The urban population increase results in more supply chain operations in these areas, which leads to increased energy consumption and environmental problems. In a new paper, about a multi-objective approach for optimizing city logistics considering energy efficiency the authors describe an optimization model of a multi-echelon collection and distribution system, focusing on downtown areas and energy efficiency, sustainability, and emission reduction.
After a systematic literature review, this paper introduces a mathematical model of collection and distribution problems, including parcel delivery, municipal waste collection, home delivery services, and supply of supermarkets and offices.

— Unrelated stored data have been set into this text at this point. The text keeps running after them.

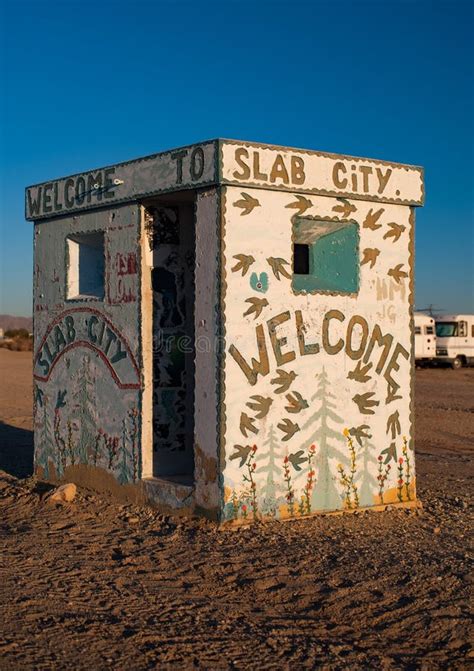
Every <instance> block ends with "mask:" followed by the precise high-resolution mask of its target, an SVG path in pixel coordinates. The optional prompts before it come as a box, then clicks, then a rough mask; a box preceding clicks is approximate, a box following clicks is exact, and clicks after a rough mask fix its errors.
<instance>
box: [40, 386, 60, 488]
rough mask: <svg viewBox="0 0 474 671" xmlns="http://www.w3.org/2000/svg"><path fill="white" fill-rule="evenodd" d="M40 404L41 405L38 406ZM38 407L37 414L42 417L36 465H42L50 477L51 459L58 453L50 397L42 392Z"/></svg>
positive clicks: (41, 466) (45, 476)
mask: <svg viewBox="0 0 474 671" xmlns="http://www.w3.org/2000/svg"><path fill="white" fill-rule="evenodd" d="M38 406H39V407H38ZM38 406H37V408H36V416H37V417H38V416H39V417H40V418H41V420H40V424H39V425H38V428H37V431H38V435H39V441H40V445H41V447H40V449H39V450H38V451H37V452H36V453H37V455H38V456H37V457H36V465H37V466H41V467H42V468H43V470H44V476H45V478H49V475H50V473H49V460H50V459H51V460H52V461H53V462H54V458H55V454H56V445H55V442H54V433H53V426H52V423H51V416H50V414H49V412H48V406H49V397H48V396H47V395H46V394H42V395H41V397H40V400H39V402H38Z"/></svg>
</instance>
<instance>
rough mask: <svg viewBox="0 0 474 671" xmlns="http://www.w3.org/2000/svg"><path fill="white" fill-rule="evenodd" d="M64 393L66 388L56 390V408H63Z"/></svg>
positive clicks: (65, 403) (64, 402)
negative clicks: (64, 388) (57, 393)
mask: <svg viewBox="0 0 474 671" xmlns="http://www.w3.org/2000/svg"><path fill="white" fill-rule="evenodd" d="M66 394H67V389H64V391H61V390H59V391H58V395H57V397H56V410H58V409H59V408H64V406H65V405H66V401H65V398H66Z"/></svg>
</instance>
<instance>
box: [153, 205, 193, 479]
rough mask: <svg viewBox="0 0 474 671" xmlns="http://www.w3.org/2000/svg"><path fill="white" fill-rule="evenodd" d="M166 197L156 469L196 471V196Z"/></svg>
mask: <svg viewBox="0 0 474 671" xmlns="http://www.w3.org/2000/svg"><path fill="white" fill-rule="evenodd" d="M190 195H191V194H183V196H182V197H175V196H173V198H172V199H165V198H160V199H157V200H155V201H154V202H153V204H151V205H149V206H148V207H147V209H148V212H149V213H150V214H151V215H152V217H153V233H152V234H153V268H152V288H153V475H154V476H155V477H161V478H166V479H172V480H175V481H179V482H183V483H191V482H192V479H193V473H194V377H195V376H194V300H195V281H194V276H195V273H194V260H195V224H194V198H193V199H192V200H191V199H190Z"/></svg>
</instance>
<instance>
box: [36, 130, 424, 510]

The object of the optimization model is twofold:
- to design the optimal structure of the multi-echelon collection and distribution system, including layout planning and the determination of required transportation resources, like e-cars, e-bikes, and the use of public transportation;
- to optimize the operation strategy of the multi-echelon supply chain, including resource allocation and scheduling problems.

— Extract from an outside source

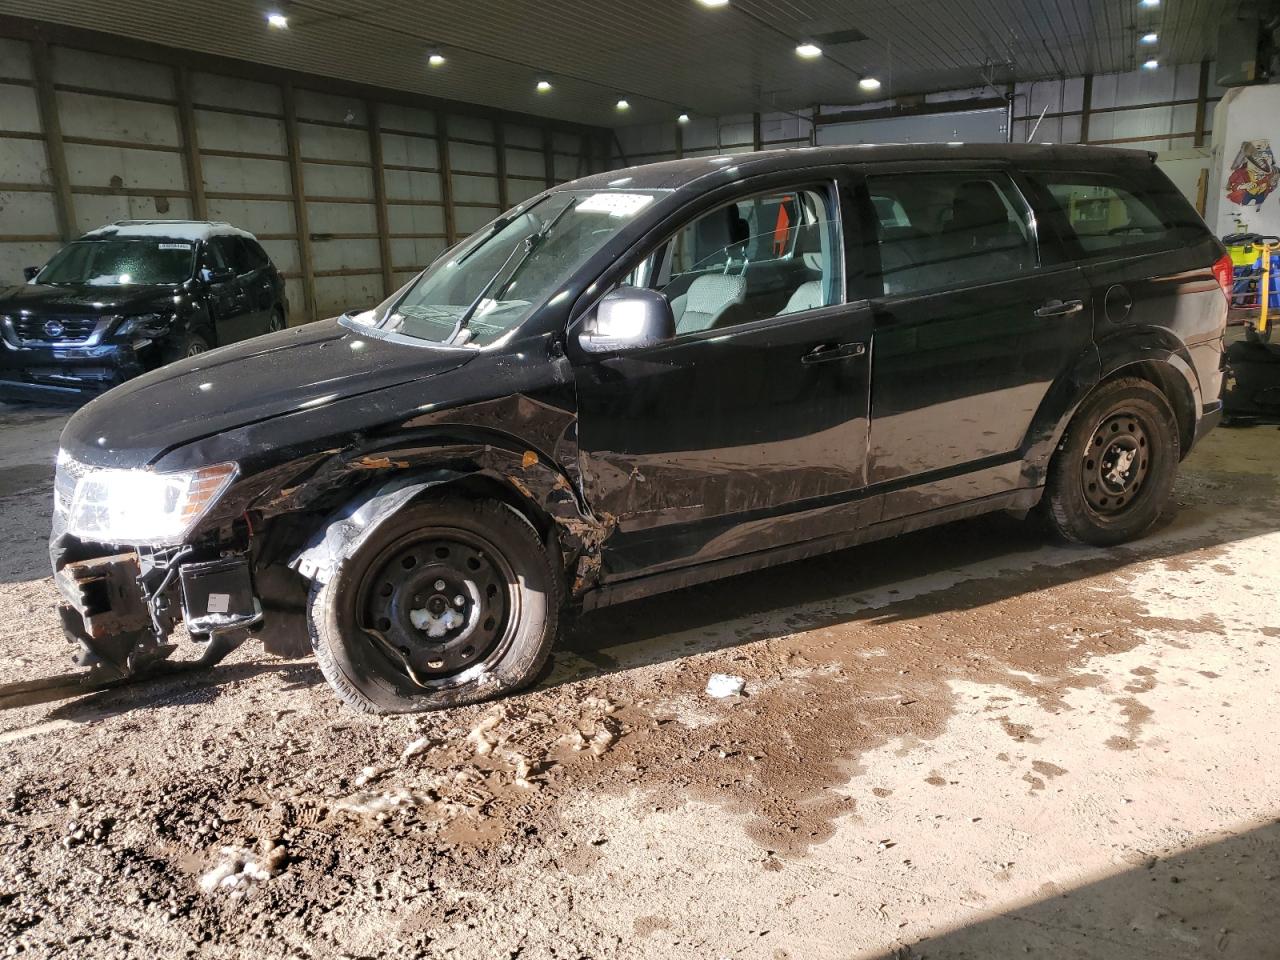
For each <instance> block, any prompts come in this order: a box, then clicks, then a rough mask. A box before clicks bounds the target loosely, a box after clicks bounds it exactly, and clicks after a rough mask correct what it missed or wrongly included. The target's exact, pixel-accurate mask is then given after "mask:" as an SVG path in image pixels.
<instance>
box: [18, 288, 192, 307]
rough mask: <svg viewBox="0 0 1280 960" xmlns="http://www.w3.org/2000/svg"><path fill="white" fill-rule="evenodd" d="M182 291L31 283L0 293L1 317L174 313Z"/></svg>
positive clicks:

The model includes a wide range of objective functions, like the minimization of transportation distance, energy consumption, and the emission of greenhouse gases, while various constraints like the capacity of resources, service level, availability and suitability of material handling resources, and available energy in high voltage batteries or fuel cells are taken into consideration. The described methodology shows that the transformation of conventional city logistics solutions into an e-vehicle based multi-echelon supply chain significantly decreases energy consumption and emission, while service level and flexibility are likely to be increased. Depending on the source of electric energy generation, different emission reduction can be realized.
Next, a heuristic approach is described, whose performance is validated with common benchmark functions, such as metaheuristic evaluation. The scenario analysis demonstrates the application of the described model and shows the optimal layout, resource allocation, and operation strategy focusing on energy efficiency.